Similarly, Kraken (private) announced a $1.5Bn acquisition of NinjaTrader. NinjaTrader is a U.S based equity futures platform - operates as CFTC registered Futures Commission Merchant (FCM). According to the press release, this would strengthen Kraken’s position in the U.S with a futures license, allowing it to offer crypto futures, but also expand into equity/forex futures with an active base of traders to cross-sell. Kraken also has licenses in UK/EU and Australia, which could offer opportunities to expand the NinjaTrader platform outside the U.S.
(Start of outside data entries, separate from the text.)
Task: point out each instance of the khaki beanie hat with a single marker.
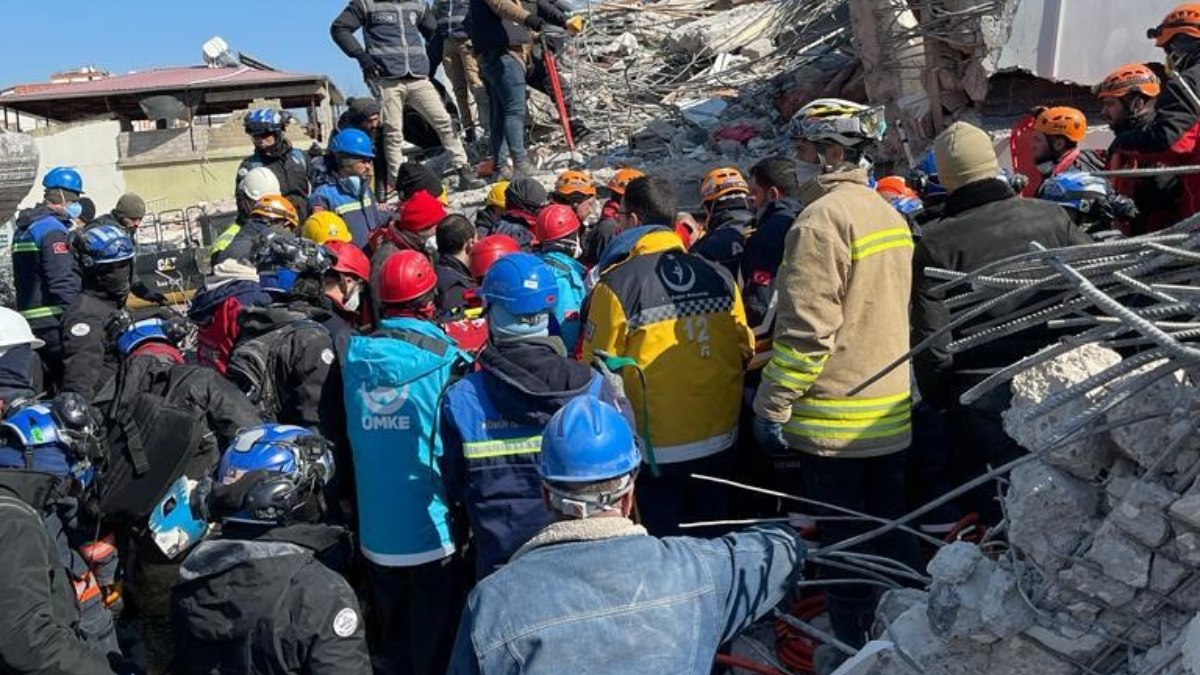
(964, 154)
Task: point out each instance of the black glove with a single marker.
(370, 66)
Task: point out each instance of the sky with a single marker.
(132, 35)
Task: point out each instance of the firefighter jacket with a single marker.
(843, 316)
(681, 318)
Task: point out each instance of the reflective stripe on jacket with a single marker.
(844, 290)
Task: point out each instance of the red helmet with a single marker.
(490, 249)
(349, 260)
(556, 221)
(405, 276)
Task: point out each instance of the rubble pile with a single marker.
(1099, 568)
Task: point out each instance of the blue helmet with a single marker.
(105, 244)
(521, 284)
(588, 441)
(63, 178)
(352, 142)
(297, 460)
(61, 437)
(265, 120)
(923, 178)
(1075, 190)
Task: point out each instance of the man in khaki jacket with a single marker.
(843, 316)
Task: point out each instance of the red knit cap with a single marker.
(420, 213)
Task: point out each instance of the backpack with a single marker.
(215, 341)
(253, 362)
(150, 441)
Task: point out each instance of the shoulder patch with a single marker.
(346, 622)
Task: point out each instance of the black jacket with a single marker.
(267, 607)
(202, 389)
(1174, 114)
(983, 222)
(39, 611)
(87, 359)
(454, 282)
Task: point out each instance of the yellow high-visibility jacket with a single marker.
(844, 292)
(681, 318)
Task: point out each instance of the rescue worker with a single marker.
(603, 232)
(258, 599)
(570, 595)
(983, 221)
(106, 256)
(461, 66)
(267, 127)
(681, 318)
(325, 227)
(456, 286)
(725, 195)
(346, 287)
(49, 451)
(394, 60)
(501, 35)
(127, 215)
(45, 272)
(1127, 103)
(487, 250)
(576, 190)
(522, 199)
(774, 192)
(270, 214)
(493, 418)
(232, 286)
(283, 354)
(1091, 203)
(492, 209)
(394, 381)
(1056, 149)
(558, 245)
(348, 193)
(258, 183)
(21, 370)
(844, 290)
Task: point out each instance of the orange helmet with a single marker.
(1062, 121)
(1132, 78)
(894, 186)
(622, 179)
(1183, 19)
(275, 207)
(575, 183)
(721, 181)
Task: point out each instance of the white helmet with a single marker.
(15, 330)
(259, 183)
(841, 121)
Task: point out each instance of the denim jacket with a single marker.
(599, 596)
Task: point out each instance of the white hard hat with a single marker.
(15, 330)
(259, 183)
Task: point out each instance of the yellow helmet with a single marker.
(496, 195)
(327, 226)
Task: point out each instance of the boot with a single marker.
(467, 179)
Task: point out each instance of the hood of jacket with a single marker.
(29, 216)
(531, 380)
(827, 183)
(208, 302)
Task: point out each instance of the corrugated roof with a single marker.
(159, 79)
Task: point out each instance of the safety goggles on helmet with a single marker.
(297, 463)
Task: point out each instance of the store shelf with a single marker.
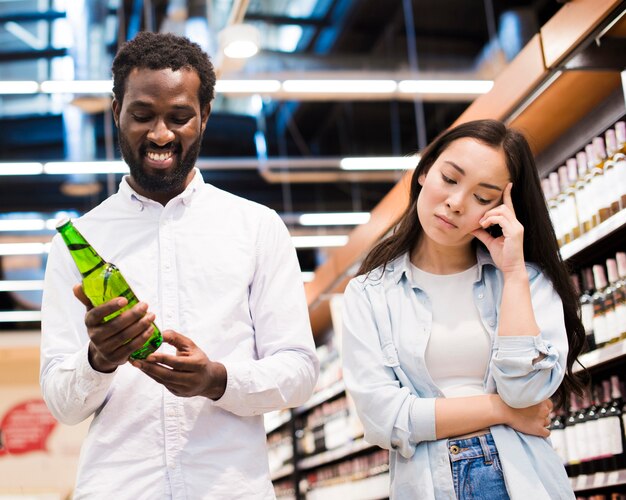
(275, 420)
(603, 355)
(336, 454)
(321, 396)
(612, 224)
(599, 480)
(284, 471)
(371, 488)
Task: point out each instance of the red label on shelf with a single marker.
(26, 428)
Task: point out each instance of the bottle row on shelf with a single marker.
(591, 436)
(327, 427)
(348, 471)
(602, 292)
(589, 188)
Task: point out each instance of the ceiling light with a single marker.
(239, 41)
(21, 168)
(10, 225)
(380, 163)
(247, 86)
(17, 316)
(445, 86)
(86, 167)
(334, 219)
(24, 248)
(340, 86)
(24, 87)
(320, 241)
(77, 86)
(20, 285)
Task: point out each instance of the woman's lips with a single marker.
(447, 222)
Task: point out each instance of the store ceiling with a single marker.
(304, 137)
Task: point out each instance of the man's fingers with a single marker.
(96, 316)
(80, 295)
(178, 340)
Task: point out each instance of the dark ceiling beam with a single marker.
(274, 19)
(23, 55)
(25, 17)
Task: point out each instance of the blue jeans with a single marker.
(476, 469)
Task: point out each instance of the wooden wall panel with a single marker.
(571, 25)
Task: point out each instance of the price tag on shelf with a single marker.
(599, 479)
(612, 478)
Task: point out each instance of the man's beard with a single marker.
(159, 182)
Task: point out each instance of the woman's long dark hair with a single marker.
(540, 244)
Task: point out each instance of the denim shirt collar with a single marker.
(401, 266)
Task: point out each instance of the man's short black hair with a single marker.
(162, 51)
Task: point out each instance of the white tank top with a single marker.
(459, 347)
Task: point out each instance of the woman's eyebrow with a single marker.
(462, 172)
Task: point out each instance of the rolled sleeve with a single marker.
(392, 417)
(529, 369)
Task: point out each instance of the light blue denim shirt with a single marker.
(387, 323)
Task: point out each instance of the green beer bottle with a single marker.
(102, 281)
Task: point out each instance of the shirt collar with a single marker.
(140, 201)
(401, 265)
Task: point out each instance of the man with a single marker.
(220, 278)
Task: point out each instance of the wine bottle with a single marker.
(103, 281)
(586, 307)
(620, 293)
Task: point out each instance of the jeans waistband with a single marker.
(475, 447)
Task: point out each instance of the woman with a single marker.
(463, 324)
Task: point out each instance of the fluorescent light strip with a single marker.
(380, 163)
(334, 219)
(18, 316)
(24, 248)
(20, 285)
(307, 276)
(247, 86)
(77, 86)
(340, 86)
(320, 241)
(86, 167)
(10, 225)
(445, 86)
(19, 87)
(21, 168)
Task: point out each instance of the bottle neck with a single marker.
(86, 258)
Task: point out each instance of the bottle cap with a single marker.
(599, 277)
(62, 222)
(611, 267)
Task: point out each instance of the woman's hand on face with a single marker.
(507, 251)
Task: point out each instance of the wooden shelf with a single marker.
(603, 355)
(371, 488)
(284, 471)
(599, 480)
(612, 224)
(329, 456)
(321, 396)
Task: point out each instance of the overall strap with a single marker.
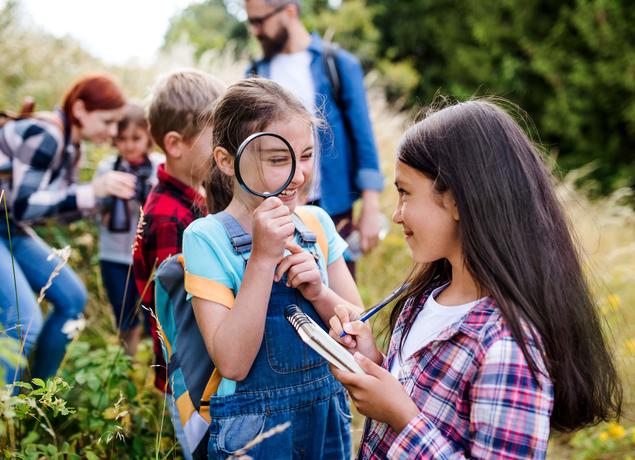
(306, 236)
(240, 239)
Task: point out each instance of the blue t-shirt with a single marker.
(213, 270)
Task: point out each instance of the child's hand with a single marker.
(359, 336)
(272, 226)
(302, 272)
(378, 394)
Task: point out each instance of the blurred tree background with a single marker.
(569, 64)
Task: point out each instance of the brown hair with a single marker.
(247, 107)
(97, 92)
(182, 101)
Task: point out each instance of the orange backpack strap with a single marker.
(313, 224)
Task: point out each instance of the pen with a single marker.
(368, 313)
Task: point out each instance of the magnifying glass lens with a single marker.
(266, 165)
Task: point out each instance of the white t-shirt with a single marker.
(293, 72)
(429, 323)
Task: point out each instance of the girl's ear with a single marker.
(224, 161)
(450, 204)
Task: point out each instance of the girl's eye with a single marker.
(279, 161)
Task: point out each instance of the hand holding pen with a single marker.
(368, 313)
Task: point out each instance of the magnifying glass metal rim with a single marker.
(241, 150)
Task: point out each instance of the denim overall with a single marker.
(288, 382)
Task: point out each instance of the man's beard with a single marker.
(273, 46)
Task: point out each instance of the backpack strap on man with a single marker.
(312, 223)
(329, 55)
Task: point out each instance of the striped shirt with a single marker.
(39, 168)
(475, 391)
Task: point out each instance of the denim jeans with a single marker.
(21, 318)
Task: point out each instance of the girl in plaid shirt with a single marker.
(497, 338)
(39, 164)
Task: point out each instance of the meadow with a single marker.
(103, 404)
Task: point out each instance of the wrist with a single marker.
(262, 262)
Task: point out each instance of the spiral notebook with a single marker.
(315, 337)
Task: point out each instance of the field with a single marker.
(104, 405)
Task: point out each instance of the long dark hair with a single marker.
(247, 106)
(517, 245)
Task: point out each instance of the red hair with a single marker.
(97, 92)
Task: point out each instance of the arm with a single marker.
(233, 335)
(304, 275)
(233, 329)
(341, 291)
(504, 391)
(33, 159)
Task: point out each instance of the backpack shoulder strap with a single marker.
(51, 118)
(253, 69)
(332, 71)
(312, 222)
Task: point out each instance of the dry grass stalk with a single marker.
(63, 255)
(242, 453)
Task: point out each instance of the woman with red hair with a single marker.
(39, 159)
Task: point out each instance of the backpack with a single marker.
(191, 373)
(26, 111)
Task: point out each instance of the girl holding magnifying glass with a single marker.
(250, 260)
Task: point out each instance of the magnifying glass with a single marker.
(265, 164)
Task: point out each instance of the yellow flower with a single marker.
(614, 301)
(615, 430)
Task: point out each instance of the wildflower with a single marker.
(72, 327)
(615, 430)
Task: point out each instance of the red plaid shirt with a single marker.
(475, 392)
(171, 206)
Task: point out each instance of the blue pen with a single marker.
(368, 313)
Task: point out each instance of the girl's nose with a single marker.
(298, 175)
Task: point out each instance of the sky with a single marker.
(116, 31)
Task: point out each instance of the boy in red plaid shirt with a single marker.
(179, 115)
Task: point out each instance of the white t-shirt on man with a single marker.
(292, 71)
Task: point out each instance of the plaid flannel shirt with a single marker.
(475, 391)
(39, 168)
(171, 206)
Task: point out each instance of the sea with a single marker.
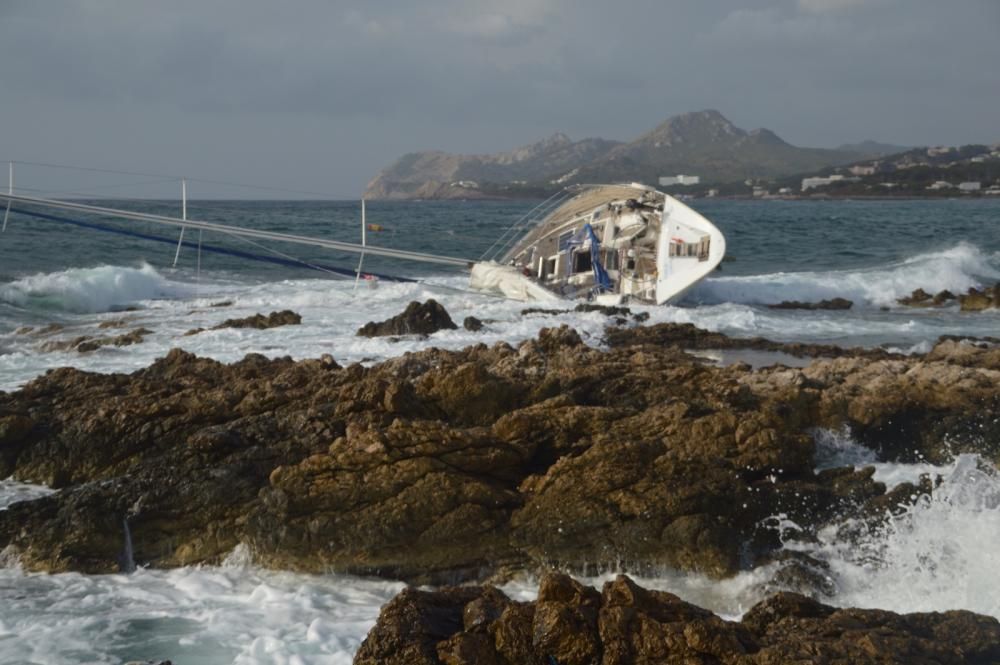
(939, 554)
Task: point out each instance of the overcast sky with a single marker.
(318, 95)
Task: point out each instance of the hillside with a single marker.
(702, 143)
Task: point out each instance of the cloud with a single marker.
(831, 6)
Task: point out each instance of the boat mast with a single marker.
(10, 190)
(364, 243)
(180, 240)
(241, 232)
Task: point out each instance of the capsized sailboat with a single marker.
(610, 243)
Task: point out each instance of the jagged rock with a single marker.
(606, 310)
(977, 300)
(452, 465)
(625, 624)
(87, 344)
(417, 319)
(833, 304)
(114, 323)
(285, 317)
(920, 298)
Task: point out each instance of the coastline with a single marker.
(507, 460)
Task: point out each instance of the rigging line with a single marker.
(325, 195)
(347, 274)
(116, 185)
(250, 233)
(520, 223)
(276, 253)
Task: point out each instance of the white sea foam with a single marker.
(955, 269)
(938, 554)
(12, 491)
(87, 290)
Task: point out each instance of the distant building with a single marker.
(667, 181)
(810, 183)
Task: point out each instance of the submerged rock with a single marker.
(624, 624)
(285, 317)
(86, 343)
(833, 304)
(417, 319)
(977, 300)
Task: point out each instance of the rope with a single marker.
(283, 260)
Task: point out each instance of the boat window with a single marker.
(564, 241)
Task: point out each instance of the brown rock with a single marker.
(417, 319)
(628, 625)
(834, 304)
(285, 317)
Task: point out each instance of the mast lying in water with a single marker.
(238, 231)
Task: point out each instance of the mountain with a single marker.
(702, 143)
(873, 148)
(442, 175)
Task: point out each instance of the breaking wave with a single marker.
(955, 269)
(88, 290)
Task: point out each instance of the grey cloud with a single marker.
(333, 90)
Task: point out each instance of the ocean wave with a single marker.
(88, 290)
(956, 269)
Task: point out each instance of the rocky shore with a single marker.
(624, 624)
(468, 466)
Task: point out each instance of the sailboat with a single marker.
(609, 243)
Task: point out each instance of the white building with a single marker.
(667, 181)
(811, 183)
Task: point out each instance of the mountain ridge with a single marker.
(703, 143)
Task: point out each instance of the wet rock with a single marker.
(541, 310)
(260, 322)
(834, 304)
(417, 319)
(606, 310)
(977, 300)
(445, 466)
(87, 344)
(625, 624)
(918, 298)
(114, 323)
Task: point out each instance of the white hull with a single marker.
(610, 243)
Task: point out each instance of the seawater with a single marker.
(938, 555)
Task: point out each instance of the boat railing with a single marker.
(528, 221)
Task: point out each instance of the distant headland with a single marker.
(696, 154)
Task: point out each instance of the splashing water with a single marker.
(88, 290)
(936, 555)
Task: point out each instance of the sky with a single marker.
(318, 95)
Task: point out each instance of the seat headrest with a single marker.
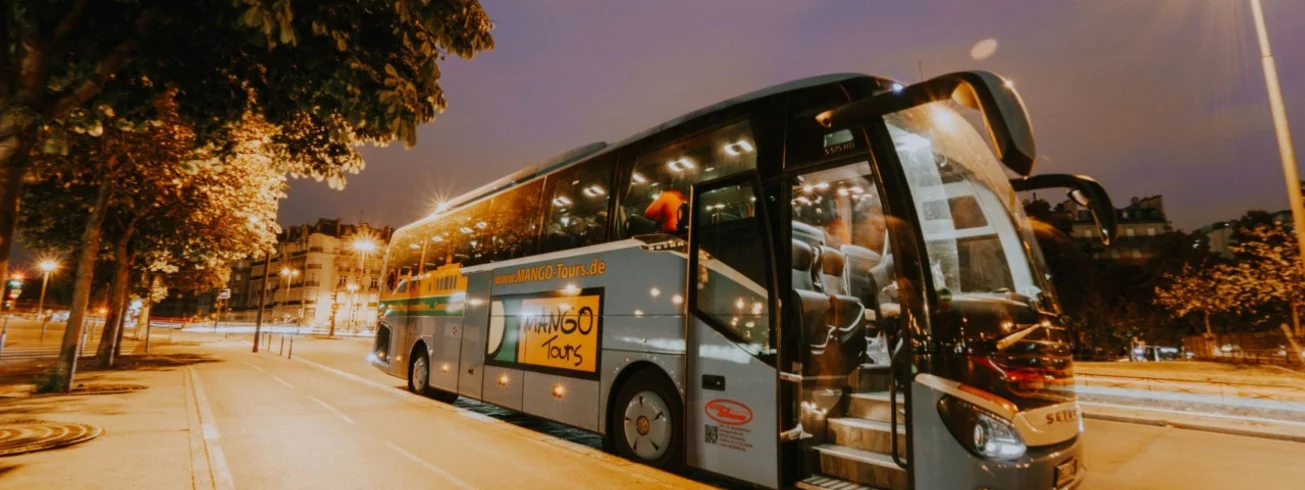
(808, 233)
(860, 252)
(831, 261)
(803, 255)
Robinhood is in the process of integrating Bitstamp crypto exchange in H1’2025. Apart from offering crypto services on its core broking platform, Robinhood seeks to offer the full-suite of crypto exchange services via Bitstamp. Also, leverage Bitstamp to enter the institutional crypto market in the U.S and outside. Robinhood CEO has advocated his vision to integrate blockchain tech for the massive equity tokenisation opportunity. Thus, we see a world where, crypto exchanges will offer spot crypto, crypto derivatives, equity & equity derivatives including tokenized equities. Similarly, new-age broker platforms such as Robinhood will scale up crypto/crypto futures, including native-crypto exchanges. The wild card here could be tokenization. In our view, tokenization will blur the gap between crypto tokens and equities, as traditional equity assets are tokenized on the blockchain. With the Digital assets market structure bill (expected in 2025), we expect more clarity on digital asset securities, tokenisation and role of intermediaries. We expect the overlap between crypto exchanges and broker/dealers to further expand.

MSTR: Strategy has announced a perpetual preferred stock offering (STRF) of 8.5 million shares ($722.5mn) to fund additional Bitcoin purchases. STRF will offer 10% annual dividend on stated value of $100 to the shareholders, payable quarterly. This is part of MSTR’s 21/21 capital raise plan. The company has already issued ~80% of equity, so it has shifted focus to fixed-income securities now.

HOOD: Robinhood is working with Kalshi, a company that is “federally regulated as a Designated Contract Market by the Commodity Futures Trading Commission (CFTC)”, to launch a hub focused on politics, economics, and sports. This platform will allow users to predict and bet on the outcomes of various events.

COIN: In a recent proposal, Coinbase has outlined key recommendations to the SEC to bring clarity to digital asset regulations amid shifting regulatory outlooks. The company suggests the SEC define digital commodities vs. securities, and confirm that secondary market trades of digital commodities aren’t subject to securities laws. Additionally, Coinbase advises deferring stablecoin regulation to Congress, given ongoing legislative efforts. Lastly, they encourage the SEC to support tokenizing traditional securities."